Rossi-Hansberg’s research studies topics in macroeconomics, international trade, organizational economics, as well as regional and urban economics. His research has proposed theories and uncovered empirical evidence that describes and predicts how economic activity is organized and distributed across space and time, and how firms change their organizational structure depending on their characteristics and the environment they face. Some of his best-known work has studied the effect of offshoring on domestic wages, the internal structure of cities and the policies to improve them, and the role played by migration in the evolution of the world economy. Lately his work has focused on explaining the location decision of agents and its persistence, and well as on understanding the impact of climate change on the distribution of economic activity.

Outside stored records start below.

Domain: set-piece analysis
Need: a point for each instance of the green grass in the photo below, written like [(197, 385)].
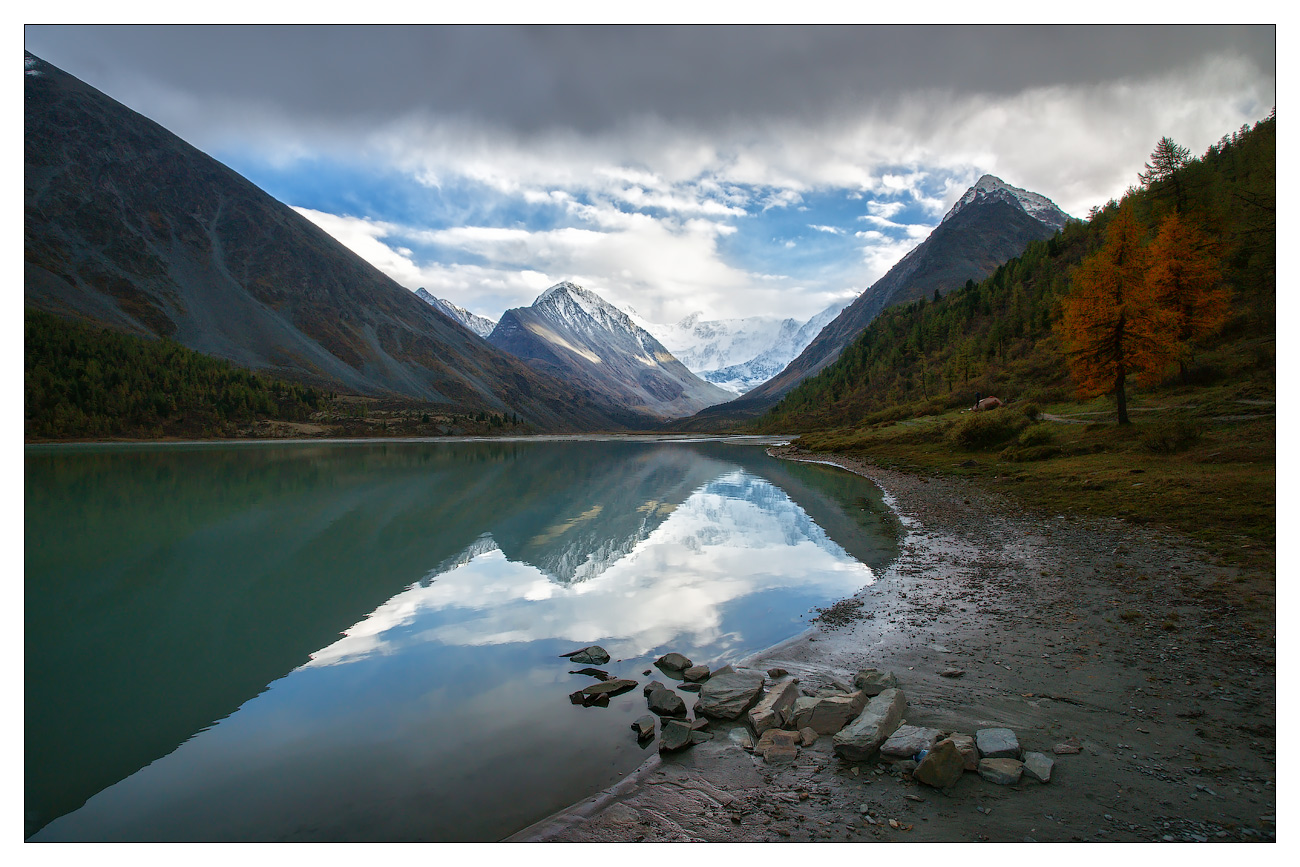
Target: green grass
[(1214, 481)]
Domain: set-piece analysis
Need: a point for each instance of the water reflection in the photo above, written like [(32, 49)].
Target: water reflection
[(481, 562)]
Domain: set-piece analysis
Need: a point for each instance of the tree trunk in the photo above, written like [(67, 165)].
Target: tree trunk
[(1121, 401)]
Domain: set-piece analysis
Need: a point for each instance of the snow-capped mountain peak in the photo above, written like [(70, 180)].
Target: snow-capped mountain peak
[(991, 187), (480, 325)]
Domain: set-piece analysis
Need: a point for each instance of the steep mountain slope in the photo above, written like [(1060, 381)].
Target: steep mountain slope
[(480, 325), (579, 337), (129, 226), (988, 225)]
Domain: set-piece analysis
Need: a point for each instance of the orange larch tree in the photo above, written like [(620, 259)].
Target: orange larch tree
[(1110, 323), (1186, 280)]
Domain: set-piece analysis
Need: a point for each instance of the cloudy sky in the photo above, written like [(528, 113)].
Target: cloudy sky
[(732, 170)]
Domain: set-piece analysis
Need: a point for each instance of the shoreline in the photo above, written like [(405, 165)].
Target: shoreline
[(1069, 629)]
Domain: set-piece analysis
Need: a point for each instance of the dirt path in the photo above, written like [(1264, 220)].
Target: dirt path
[(1088, 631)]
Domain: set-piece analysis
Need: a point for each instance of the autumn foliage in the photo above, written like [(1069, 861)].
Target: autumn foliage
[(1138, 307)]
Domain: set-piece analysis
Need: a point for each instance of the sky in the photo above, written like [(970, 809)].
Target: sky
[(731, 170)]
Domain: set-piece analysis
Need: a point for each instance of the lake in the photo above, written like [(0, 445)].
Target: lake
[(360, 641)]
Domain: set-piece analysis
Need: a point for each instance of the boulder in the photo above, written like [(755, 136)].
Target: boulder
[(644, 727), (696, 673), (872, 681), (1038, 766), (908, 741), (771, 710), (593, 655), (729, 692), (675, 663), (859, 740), (826, 714), (675, 736), (943, 766), (610, 688), (664, 702), (966, 745), (997, 744), (1001, 771)]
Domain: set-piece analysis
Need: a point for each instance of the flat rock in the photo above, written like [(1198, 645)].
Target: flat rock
[(729, 692), (664, 702), (780, 754), (826, 714), (1001, 771), (610, 688), (908, 741), (1038, 766), (997, 744), (672, 662), (696, 673), (859, 740), (872, 681), (772, 709), (593, 655), (644, 727), (966, 745), (943, 766), (674, 736)]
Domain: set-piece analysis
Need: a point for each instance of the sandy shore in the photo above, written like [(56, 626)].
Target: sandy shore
[(1084, 631)]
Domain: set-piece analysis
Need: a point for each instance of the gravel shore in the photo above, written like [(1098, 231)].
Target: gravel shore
[(1090, 632)]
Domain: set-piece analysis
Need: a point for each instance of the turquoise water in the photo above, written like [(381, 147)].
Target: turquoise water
[(360, 641)]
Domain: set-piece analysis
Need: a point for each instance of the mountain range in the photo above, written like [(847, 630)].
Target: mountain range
[(583, 339), (129, 226), (987, 226)]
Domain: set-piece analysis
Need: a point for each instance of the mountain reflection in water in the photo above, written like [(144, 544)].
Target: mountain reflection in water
[(456, 573)]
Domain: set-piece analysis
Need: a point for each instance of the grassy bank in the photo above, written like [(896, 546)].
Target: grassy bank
[(1200, 462)]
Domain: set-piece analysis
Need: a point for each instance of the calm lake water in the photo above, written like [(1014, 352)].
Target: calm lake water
[(359, 641)]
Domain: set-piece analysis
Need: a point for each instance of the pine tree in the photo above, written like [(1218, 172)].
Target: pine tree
[(1110, 324), (1186, 280)]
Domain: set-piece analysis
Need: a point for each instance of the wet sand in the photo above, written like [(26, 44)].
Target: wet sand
[(1084, 631)]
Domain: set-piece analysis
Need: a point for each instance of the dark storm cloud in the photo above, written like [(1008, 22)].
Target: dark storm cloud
[(589, 78)]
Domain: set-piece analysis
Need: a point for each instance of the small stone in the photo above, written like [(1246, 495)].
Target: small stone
[(675, 736), (1038, 767), (943, 766), (664, 702), (909, 740), (610, 688), (997, 744), (780, 754), (696, 673), (593, 655), (1001, 771), (872, 681), (672, 662), (966, 746)]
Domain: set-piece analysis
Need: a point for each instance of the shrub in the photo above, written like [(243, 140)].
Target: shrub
[(986, 429), (1038, 434), (1170, 434)]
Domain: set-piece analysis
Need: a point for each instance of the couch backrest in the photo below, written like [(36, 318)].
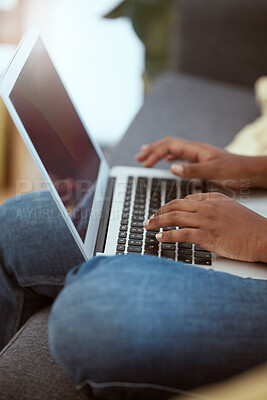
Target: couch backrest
[(222, 39)]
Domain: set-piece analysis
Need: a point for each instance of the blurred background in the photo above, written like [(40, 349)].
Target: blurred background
[(101, 60)]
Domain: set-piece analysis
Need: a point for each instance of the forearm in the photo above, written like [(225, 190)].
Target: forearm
[(262, 247), (256, 171)]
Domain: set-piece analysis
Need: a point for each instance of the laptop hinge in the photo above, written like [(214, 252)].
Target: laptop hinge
[(105, 217)]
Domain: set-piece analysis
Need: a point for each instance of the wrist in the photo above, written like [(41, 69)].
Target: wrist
[(256, 171), (261, 248)]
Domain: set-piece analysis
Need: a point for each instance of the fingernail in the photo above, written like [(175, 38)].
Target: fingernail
[(178, 169)]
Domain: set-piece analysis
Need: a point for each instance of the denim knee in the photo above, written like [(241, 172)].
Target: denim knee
[(105, 324)]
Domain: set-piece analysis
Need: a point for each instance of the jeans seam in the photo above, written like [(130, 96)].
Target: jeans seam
[(14, 338), (135, 385), (41, 281)]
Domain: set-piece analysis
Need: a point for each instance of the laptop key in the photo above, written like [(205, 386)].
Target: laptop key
[(138, 218), (185, 245), (198, 248), (168, 246), (187, 252), (150, 234), (202, 254), (169, 228), (185, 259), (133, 242), (151, 247), (136, 230), (151, 253), (150, 240), (137, 224), (120, 247), (168, 254), (203, 261), (134, 249), (122, 234), (136, 236)]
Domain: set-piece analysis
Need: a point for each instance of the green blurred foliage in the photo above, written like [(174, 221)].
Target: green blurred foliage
[(152, 21)]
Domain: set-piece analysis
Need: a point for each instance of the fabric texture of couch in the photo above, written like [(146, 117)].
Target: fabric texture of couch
[(180, 104)]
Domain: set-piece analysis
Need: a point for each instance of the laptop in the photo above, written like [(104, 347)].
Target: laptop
[(104, 208)]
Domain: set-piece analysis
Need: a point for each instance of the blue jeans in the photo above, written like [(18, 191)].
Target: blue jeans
[(126, 327)]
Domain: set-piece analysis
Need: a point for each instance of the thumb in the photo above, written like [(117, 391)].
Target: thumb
[(203, 170)]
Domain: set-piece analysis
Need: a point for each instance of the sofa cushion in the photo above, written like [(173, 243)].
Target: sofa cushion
[(222, 39), (185, 106)]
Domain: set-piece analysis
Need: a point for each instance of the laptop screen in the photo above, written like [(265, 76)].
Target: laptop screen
[(57, 134)]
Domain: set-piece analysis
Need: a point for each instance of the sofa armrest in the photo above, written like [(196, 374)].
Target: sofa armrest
[(27, 369)]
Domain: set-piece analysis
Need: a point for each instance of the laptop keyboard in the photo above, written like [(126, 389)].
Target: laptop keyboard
[(144, 196)]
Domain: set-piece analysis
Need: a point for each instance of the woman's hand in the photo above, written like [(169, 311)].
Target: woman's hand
[(206, 162), (216, 223)]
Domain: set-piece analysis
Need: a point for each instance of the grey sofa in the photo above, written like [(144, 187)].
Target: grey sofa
[(207, 97)]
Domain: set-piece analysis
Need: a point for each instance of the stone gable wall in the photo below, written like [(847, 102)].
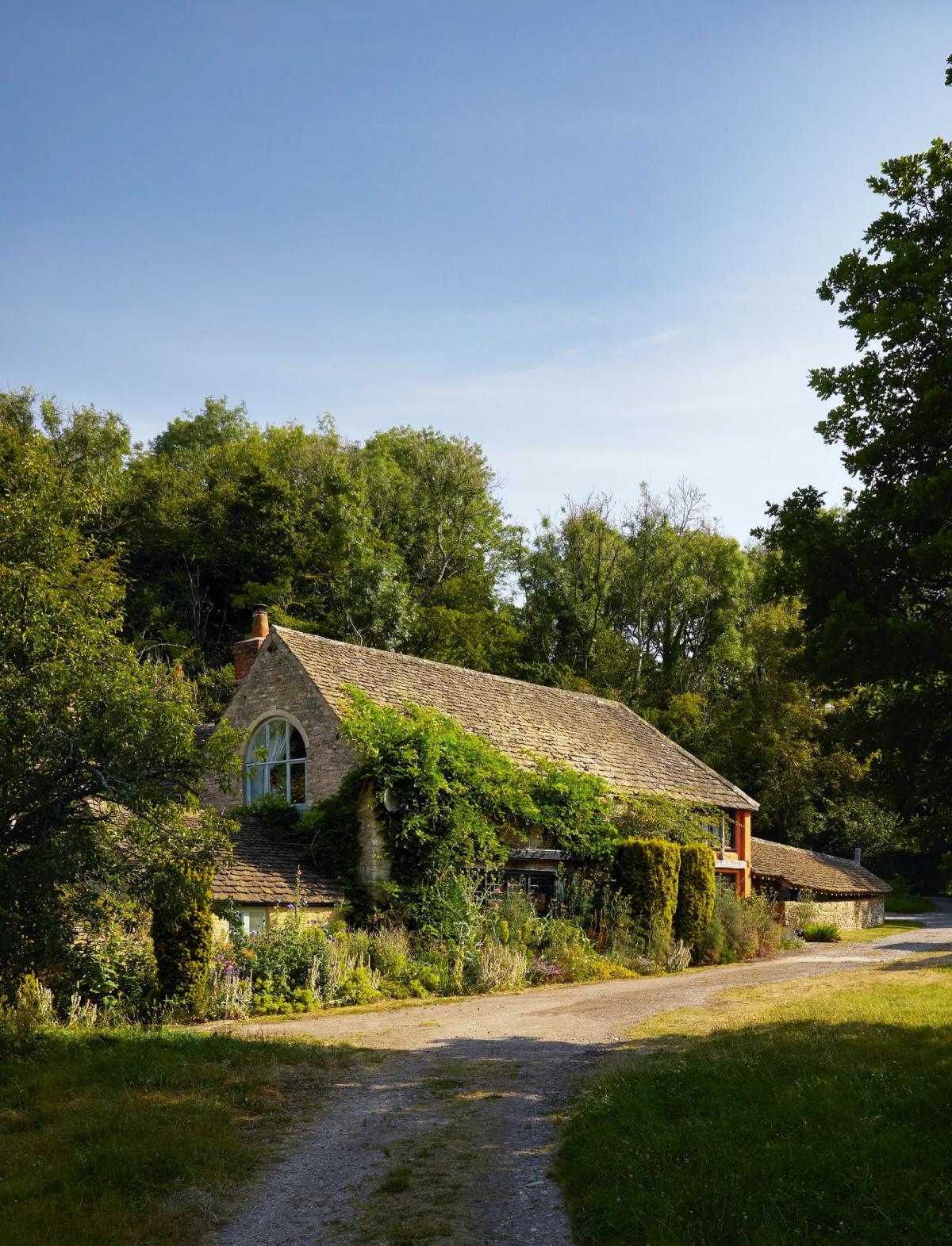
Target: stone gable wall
[(849, 914), (277, 687)]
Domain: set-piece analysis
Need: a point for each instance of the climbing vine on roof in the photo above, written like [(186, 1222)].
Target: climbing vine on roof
[(449, 799)]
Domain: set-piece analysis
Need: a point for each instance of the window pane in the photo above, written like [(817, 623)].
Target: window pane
[(278, 779), (277, 739), (297, 783), (255, 783), (258, 746)]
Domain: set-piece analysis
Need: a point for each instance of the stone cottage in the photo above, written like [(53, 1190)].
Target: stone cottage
[(292, 694)]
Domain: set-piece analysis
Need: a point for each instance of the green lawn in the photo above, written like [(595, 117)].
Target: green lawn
[(871, 932), (908, 905), (119, 1137), (818, 1112)]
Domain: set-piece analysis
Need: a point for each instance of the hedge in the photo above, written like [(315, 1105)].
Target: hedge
[(647, 871), (182, 927), (696, 894)]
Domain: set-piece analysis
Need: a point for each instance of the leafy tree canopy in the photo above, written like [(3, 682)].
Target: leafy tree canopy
[(875, 576), (85, 724)]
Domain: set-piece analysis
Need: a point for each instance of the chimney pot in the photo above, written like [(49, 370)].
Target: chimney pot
[(244, 652), (259, 622)]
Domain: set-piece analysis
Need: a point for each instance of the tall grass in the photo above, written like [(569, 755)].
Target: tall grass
[(131, 1135)]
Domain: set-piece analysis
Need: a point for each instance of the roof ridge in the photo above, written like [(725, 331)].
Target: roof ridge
[(835, 862), (469, 670), (310, 650)]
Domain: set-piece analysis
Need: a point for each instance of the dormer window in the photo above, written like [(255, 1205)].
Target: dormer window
[(275, 763)]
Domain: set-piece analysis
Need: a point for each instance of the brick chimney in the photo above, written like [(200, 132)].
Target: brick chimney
[(244, 652)]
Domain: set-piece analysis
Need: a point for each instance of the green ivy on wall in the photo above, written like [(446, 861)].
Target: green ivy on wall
[(447, 800)]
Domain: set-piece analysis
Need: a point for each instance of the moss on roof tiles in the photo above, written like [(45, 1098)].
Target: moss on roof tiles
[(589, 733), (264, 870)]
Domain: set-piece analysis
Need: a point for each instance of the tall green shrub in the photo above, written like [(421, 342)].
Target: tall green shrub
[(182, 926), (647, 871), (696, 894)]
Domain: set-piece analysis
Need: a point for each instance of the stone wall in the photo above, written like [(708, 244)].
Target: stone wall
[(849, 914), (277, 687)]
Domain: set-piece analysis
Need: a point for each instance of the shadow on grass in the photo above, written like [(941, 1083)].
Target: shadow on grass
[(801, 1132), (136, 1135)]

Rossi-Hansberg’s is a fellow of the Econometric Society, a Sloan Fellowship recipient, and was awarded the August Lösch and Geoffrey Hewings Pizes in 2010 for his work on urban economics. His work has been published in all major journals in economics including the American Economic Review, Econometrica, the Quarterly Journal of Economics, the Journal of Political Economy, and the Review of Economic Studies.
Rossi-Hansberg has taught courses in macroeconomics, international trade, and urban economics at Princeton University, Stanford University, and the University of Chicago. Outside of the university-setting, he serves as a research associate at the National Bureau of Economic Research and as research fellow at the Center for Economic and Policy Research.
Rossi-Hansberg earned a PhD in economics from the University of Chicago. Additionally, he holds both a MA and a BA in economics from ITAM, Mexico.